Software 520, including routines for performing processes, such as process 300 for a third-party system and process 400 for a bank system, may be implemented in program instructions and among other functions may, when executed by system 500 in general or processing system 510 in particular, direct the system 500 or processing system 510 to operate as described herein.
In embodiments where the system 500 includes multiple computing devices, the server can include one or more communications networks that facilitate communication among the computing devices. For example, the one or more communications networks can include a local or wide area network that facilitates communication among the computing devices. One or more direct communication links can be included between the computing devices. In addition, in some cases, the computing devices can be installed at geographically distributed locations. In other cases, the multiple computing devices can be installed at a single geographic location, such as a server farm or an office.

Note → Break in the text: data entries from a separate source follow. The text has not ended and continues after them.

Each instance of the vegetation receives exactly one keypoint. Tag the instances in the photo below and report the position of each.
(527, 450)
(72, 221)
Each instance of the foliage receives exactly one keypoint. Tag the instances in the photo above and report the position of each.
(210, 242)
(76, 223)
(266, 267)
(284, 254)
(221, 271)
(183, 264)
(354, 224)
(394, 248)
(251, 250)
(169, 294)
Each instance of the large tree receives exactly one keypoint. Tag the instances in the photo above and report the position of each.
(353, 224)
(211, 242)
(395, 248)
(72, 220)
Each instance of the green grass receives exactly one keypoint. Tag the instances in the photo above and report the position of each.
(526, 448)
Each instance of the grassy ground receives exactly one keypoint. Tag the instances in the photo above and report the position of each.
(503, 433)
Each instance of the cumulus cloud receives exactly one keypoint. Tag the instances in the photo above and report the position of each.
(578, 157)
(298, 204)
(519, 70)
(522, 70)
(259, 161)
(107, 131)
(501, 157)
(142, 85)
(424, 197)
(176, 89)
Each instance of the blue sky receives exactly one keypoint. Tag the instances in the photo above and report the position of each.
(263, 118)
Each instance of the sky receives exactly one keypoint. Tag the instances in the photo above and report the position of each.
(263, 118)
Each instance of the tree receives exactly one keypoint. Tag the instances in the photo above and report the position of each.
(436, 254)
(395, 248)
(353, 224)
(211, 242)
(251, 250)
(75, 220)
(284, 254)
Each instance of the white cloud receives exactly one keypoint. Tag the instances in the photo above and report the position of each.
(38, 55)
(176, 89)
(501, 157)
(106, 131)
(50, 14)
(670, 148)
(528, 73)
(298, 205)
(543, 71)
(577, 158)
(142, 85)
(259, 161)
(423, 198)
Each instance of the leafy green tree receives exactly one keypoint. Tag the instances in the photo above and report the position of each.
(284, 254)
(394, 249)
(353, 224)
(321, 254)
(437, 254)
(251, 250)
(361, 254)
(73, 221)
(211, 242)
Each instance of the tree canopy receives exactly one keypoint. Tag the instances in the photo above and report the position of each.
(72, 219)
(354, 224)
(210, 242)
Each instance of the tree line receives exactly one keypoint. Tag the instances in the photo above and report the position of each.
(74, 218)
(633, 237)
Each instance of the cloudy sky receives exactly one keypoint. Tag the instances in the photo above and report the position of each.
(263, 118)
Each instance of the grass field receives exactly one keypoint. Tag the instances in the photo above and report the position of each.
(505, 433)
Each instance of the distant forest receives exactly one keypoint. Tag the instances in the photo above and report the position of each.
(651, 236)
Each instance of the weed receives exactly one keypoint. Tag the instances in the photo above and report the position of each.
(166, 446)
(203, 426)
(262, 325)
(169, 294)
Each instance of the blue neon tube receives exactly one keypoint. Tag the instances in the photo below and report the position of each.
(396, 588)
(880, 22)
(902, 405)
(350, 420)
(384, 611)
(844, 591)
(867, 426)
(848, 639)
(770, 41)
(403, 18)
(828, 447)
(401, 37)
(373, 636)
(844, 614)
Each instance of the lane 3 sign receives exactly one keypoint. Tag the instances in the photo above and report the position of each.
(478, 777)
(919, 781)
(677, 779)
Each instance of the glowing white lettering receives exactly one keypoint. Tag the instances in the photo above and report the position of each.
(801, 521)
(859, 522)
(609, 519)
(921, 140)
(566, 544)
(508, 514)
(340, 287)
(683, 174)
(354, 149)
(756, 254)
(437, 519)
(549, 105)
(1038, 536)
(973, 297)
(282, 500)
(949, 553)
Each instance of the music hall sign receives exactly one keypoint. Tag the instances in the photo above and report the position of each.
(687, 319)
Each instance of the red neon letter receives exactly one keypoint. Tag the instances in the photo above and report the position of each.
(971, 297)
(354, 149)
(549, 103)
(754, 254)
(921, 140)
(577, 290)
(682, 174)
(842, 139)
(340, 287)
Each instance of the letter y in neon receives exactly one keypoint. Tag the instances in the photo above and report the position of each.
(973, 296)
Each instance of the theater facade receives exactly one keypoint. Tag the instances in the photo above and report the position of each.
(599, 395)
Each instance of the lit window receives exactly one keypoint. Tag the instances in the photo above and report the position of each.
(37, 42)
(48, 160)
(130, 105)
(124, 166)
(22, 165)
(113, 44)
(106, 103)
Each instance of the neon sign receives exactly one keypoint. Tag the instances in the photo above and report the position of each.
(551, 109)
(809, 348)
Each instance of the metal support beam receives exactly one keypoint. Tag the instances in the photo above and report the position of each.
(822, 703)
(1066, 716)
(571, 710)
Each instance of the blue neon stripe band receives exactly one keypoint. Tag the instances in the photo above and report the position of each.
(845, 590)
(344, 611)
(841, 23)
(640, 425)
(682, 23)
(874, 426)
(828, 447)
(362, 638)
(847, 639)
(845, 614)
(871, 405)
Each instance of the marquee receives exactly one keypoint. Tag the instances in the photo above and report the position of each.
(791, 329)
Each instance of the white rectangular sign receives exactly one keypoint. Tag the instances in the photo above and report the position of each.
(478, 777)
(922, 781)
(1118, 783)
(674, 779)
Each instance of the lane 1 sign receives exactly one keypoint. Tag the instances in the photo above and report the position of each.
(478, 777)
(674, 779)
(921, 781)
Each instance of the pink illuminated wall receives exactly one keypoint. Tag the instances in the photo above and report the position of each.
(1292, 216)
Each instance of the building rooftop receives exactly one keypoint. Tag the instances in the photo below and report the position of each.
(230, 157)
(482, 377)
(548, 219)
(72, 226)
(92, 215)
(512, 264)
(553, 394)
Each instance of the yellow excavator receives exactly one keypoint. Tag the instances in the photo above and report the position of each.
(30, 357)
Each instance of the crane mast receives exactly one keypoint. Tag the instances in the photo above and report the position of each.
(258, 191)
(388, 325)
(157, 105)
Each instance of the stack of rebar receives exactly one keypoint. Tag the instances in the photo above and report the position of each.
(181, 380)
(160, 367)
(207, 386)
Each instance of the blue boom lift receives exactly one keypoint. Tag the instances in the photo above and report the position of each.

A communication interface 540 may be included, providing communication connections and devices that allow for communication between system 500 and other computing systems (not shown) over a communication network or collection of networks (not shown) or the air.
In some embodiments, system 500 may host one or more virtual machines.
Alternatively, or in addition, the functionality, methods and processes described herein can be implemented, at least in part, by one or more hardware modules (or logic components). For example, the hardware modules can include, but are not limited to, application-specific integrated circuit (ASIC) chips, field programmable gate arrays (FPGAs), system-on-a-chip (SoC) systems, complex programmable logic devices (CPLDs) and other programmable logic devices now known or later developed. When the hardware modules are activated, the hardware modules perform the functionality, methods and processes included within the hardware modules.
It should be understood that as used herein, in no case do the terms “storage media,” “computer-readable storage media” or “computer-readable storage medium” consist of transitory carrier waves or propagating signals. Instead, “storage” media refers to non-transitory media.
Although the subject matter has been described in language specific to structural features and/or acts, it is to be understood that the subject matter defined in the appended claims is not necessarily limited to the specific features or acts described above. Rather, the specific features and acts described above are disclosed as examples of implementing the claims and other equivalent features and acts are intended to be within the scope of the claims.